L’Open Access all’università, tra entusiasmo e oltranzismo
Intervista con Elena Giglia, responsabile dei Progetti Open Access di Ateneo all’Università di Torino, dove lavora dal 1997 nel Sistema Bibliotecario di Ateneo. Cura l’Archivio Istituzionale AperTo e la piattaforma per la creazione di riviste online Open Access SIRIO@UNiTO. Dal 2012 fa parte dell’Osservatorio per la ricerca dell’Università di Torino. Fa parte del Gruppo di lavoro Open Access della CRUI e del Gruppo di lavoro Database e nuovi indicatori dell’ANVUR. Partecipa a workshop europei e convegni nazionali e internazionali sui temi dell’accesso aperto alla conoscenza e della valutazione della ricerca scientifica, su cui pubblica e tiene relazioni.
Qual è l’atteggiamento prevalente nel mondo universitario sull’accesso aperto?
Bisogna parlare di atteggiamenti prevalenti al plurale, perché la situazione è assai variegata e riflette differenze di età, di competenze informatiche, di area scientifico-disciplinare, di utilizzo dei canali di comunicazione tradizionali. Il dato di fondo è la scarsissima conoscenza sul tema dell’Open Access e la scarissima consapevolezza su quali siano i vantaggi in termini di visibilità e riconoscimento delle competenze. Quando la questione viene inquadrata correttamente, ci troviamo di fronte a:
– entusiasti: hanno colto le implicazioni anche etiche della logica Open Access, aderiscono depositando tutti i loro lavori, contattando personalmente gli editori, utilizzando gli Addenda ai contratti, ecc.
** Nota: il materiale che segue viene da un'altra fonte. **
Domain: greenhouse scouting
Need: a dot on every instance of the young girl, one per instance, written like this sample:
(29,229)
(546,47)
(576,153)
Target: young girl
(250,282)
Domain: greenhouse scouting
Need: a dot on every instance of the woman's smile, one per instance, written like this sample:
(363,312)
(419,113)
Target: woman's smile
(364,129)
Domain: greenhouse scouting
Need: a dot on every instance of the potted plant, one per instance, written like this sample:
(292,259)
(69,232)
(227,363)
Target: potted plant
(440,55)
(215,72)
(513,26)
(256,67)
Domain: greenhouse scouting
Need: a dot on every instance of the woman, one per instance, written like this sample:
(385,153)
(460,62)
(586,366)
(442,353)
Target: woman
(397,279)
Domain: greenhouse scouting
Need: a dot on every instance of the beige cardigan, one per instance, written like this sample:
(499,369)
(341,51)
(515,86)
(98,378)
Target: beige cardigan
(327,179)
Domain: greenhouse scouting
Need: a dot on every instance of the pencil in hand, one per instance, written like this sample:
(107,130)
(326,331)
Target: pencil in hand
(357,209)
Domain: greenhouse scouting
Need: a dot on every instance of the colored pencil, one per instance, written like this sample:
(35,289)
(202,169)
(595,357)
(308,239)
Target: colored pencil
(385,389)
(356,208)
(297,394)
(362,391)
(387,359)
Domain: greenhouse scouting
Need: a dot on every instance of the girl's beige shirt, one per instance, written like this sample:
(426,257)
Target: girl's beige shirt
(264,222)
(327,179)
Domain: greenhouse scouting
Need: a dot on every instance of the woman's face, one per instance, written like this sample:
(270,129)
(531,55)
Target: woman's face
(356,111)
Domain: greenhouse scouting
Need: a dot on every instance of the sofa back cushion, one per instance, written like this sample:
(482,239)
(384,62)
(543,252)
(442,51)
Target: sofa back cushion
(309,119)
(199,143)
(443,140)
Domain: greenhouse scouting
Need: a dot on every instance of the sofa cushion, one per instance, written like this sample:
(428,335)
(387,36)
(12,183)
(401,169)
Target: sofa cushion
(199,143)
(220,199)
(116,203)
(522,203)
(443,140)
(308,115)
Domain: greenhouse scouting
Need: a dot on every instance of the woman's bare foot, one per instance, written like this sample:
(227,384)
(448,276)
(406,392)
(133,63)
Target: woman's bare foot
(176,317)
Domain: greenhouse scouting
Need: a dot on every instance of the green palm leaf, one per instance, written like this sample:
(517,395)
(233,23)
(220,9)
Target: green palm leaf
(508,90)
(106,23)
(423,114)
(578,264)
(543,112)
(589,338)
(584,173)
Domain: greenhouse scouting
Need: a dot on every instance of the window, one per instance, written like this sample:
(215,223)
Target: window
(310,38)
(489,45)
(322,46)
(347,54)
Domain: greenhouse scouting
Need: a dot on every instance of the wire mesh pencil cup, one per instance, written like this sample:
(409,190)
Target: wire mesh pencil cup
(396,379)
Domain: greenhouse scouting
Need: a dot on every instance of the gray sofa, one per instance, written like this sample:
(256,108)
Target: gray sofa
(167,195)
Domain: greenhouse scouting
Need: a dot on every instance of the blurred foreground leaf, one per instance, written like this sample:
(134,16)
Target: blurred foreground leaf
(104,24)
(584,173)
– utilitaristi: aderiscono attirati dal possibile incremento di citazioni
– rassegnati: aderiscono senza coglierne il senso, per dovere, quindi si irritano facilmente di fronte a ogni difficoltà della procedura
– oltranzisti: non vogliono capire, restano fermi sulle loro posizioni contrarie a priori, cercano ogni pretesto per non adempiere alle procedure.
Per fortuna questi ultimi sono una minima parte…
Resta da notare che nelle aree delle scienze umane e sociali, in cui forse la carenza di banche dati e strumenti online gioca un ruolo determinante, si riscontrano con maggior frequenza i due estremi: gli entusiasti che hanno colto le opportunità (a Torino sono la maggioranza, come provano le dieci riviste open access nate negli ultimi due anni) e gli oltranzisti ancora legati alla carta, che vedono non solo l’Open Access ma complessivamente il web e l’online come un potenziale nemico.
Torino è stata la prima università italiana a predisporre un regolamento sul tema. Come è stato accolto?
Il Regolamento è stato votato in Consiglio di amministrazione e in Senato, e poi firmato dal Rettore. Inizialmente è passato un po’ sotto silenzio. In seguito ai seminari tenuti in tutti i dipartimenti, gli autori hanno colto l’importanza dei fondamenti del regolamento, che si basa sul principio per cui i risultati della ricerca finanziata con fondi pubblici devono essere pubblicamente disponibili. Per questo, una larga maggioranza ha capito la portata etica e lo ha accolto con convinzione. Resta poi una fascia che invece lo vede come l’ennesima imposizione burocratica e una minoranza che lo vede come una gabbia che ha imprigionato le istanze libertarie dell’Open Access. Confido che, a fronte del riscontro che sarà certamente molto positivo in termini di visibilità e citazioni, molti si renderanno conto che non si tratta solo di una imposizione ma di una grande opportunità. Una certa difficoltà oggettiva, che in certi casi può scoraggiare anche i meglio intenzionati, nasce dalle procedure di verifica e controllo. Non dimentichiamo che il nostro regolamento adotta il principio del self-archiving, quindi del deposito della versione consentita dall’editore.
Qual è l’elemento che risulta più difficile da far comprendere?
Le difficoltà maggiori nascono dalla questione della gestione dei diritti d’autore e dei relativi contratti di cessione. È difficile per esempio far capire che in presenza di contratto l’autore ha ceduto tutti i diritti e può depositare solo ciò che l’editore concede. Quanto agli strumenti, molti autori, soprattutto nell’area scientifica, non sono a conoscenza del fatto che gli editori internazionali abbiano dichiarato le loro politiche di deposito nella banca dati Sherpa Romeo, e si stupiscono positivamente del fatto che oltre il 70% consenta qualche forma di deposito.